Independent behavioral health telehealth platforms may face pressure to scale rapidly or seek acquisitions themselves before buyer attention shifts. The potential for lucrative exits could attract additional venture capital to the space, funding more startups and intensifying competition.
Traditional behavioral health providers could see increased competition from well-capitalized telehealth platforms with superior technology, marketing resources, and distribution through enterprise partnerships. This might accelerate provider adoption of telehealth and force investment in digital capabilities.
Patients could benefit from improved access as large platforms invest in expanding provider networks and improving user experiences. However, consolidation also risks reducing innovation as independent startups get absorbed into larger organizations with less entrepreneurial cultures.
Employers and health plans might welcome comprehensive platforms offering integrated medical and behavioral telehealth from single vendors, simplifying contracting and administration. But they also risk reduced negotiating leverage as consolidation creates larger, more powerful vendors.
Clinicians working for acquired platforms might gain from better compensation, benefits, and career development at larger organizations.
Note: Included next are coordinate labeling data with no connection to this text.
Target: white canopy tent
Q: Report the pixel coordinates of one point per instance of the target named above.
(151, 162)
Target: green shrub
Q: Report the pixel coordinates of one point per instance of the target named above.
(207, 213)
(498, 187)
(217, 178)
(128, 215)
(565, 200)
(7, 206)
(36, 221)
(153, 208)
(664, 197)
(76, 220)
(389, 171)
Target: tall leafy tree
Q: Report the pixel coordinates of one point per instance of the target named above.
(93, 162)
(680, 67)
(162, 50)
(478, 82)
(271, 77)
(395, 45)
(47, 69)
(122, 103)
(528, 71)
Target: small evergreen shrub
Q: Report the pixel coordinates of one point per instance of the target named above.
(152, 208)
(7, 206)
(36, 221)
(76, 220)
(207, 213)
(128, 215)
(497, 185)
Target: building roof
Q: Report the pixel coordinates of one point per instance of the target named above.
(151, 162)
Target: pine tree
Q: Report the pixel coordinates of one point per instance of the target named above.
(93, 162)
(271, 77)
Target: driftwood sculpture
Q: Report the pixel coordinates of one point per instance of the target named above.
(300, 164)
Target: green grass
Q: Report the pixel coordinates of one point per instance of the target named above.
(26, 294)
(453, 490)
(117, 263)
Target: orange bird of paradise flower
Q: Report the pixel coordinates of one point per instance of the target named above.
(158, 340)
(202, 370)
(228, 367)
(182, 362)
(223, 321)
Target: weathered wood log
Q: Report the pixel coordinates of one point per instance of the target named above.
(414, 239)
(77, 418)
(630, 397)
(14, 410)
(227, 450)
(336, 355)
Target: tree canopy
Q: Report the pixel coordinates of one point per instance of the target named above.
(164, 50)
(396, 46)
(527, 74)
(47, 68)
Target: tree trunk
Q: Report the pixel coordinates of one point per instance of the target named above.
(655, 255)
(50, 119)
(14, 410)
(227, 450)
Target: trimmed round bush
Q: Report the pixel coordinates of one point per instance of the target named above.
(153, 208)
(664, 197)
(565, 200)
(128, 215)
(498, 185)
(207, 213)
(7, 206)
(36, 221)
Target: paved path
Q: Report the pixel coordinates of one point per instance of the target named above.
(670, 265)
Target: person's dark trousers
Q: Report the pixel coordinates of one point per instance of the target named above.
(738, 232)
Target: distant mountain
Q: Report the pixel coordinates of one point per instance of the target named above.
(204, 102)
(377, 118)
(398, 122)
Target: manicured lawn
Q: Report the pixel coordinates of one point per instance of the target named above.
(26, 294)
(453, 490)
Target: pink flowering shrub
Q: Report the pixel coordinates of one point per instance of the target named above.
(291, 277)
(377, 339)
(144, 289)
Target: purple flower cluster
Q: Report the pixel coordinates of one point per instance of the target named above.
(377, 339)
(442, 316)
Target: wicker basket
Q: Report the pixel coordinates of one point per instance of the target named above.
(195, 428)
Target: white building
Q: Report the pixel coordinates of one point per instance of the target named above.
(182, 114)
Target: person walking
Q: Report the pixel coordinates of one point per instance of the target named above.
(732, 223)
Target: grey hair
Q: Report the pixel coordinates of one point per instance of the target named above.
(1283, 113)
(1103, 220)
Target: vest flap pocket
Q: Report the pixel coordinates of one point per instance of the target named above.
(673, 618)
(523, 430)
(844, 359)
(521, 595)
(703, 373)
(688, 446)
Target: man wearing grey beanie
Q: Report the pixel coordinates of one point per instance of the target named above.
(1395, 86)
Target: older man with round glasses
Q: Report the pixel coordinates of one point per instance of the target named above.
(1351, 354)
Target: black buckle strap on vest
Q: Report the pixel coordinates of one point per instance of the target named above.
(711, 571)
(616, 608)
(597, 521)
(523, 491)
However, they might also experience more bureaucracy and less autonomy than at entrepreneurial startups.
Looking Ahead
Schoenberg’s comments represent just one data point, but they come from the CEO of a major public telehealth company with capital and strategic motivation to expand beyond current capabilities. Whether Amwell completes a behavioral health acquisition in coming months remains to be seen, but the company’s exploration signals broader market dynamics around telebehavioral health consolidation.
For behavioral health startups, the message is clear: large, well-capitalized strategic buyers are interested in the space and see long-term growth opportunities worth pursuing through M&A. This creates potential exit opportunities but also intensifies competitive pressure as larger players enter the market.
For the behavioral health field broadly, the entry of major telehealth platforms through acquisitions could accelerate virtual care adoption, improve technology sophistication, and expand access. However, it also raises questions about how consolidation affects innovation, competition, and whether corporate-owned platforms maintain the mission-driven focus that many behavioral health organizations prioritize.
As 2020 closes and the industry looks toward 2021, telebehavioral health appears poised for significant M&A activity. Amwell’s potential participation as a buyer represents just one piece of what could be a much larger consolidation wave reshaping how mental health and addiction services are delivered in an increasingly digital healthcare landscape.
Whether Schoenberg’s hint translates to actual deals—and what those deals might look like—will become clearer in coming months. For now, his comments serve as a public signal that behavioral health acquisition season may be opening, and companies with growth capital are shopping.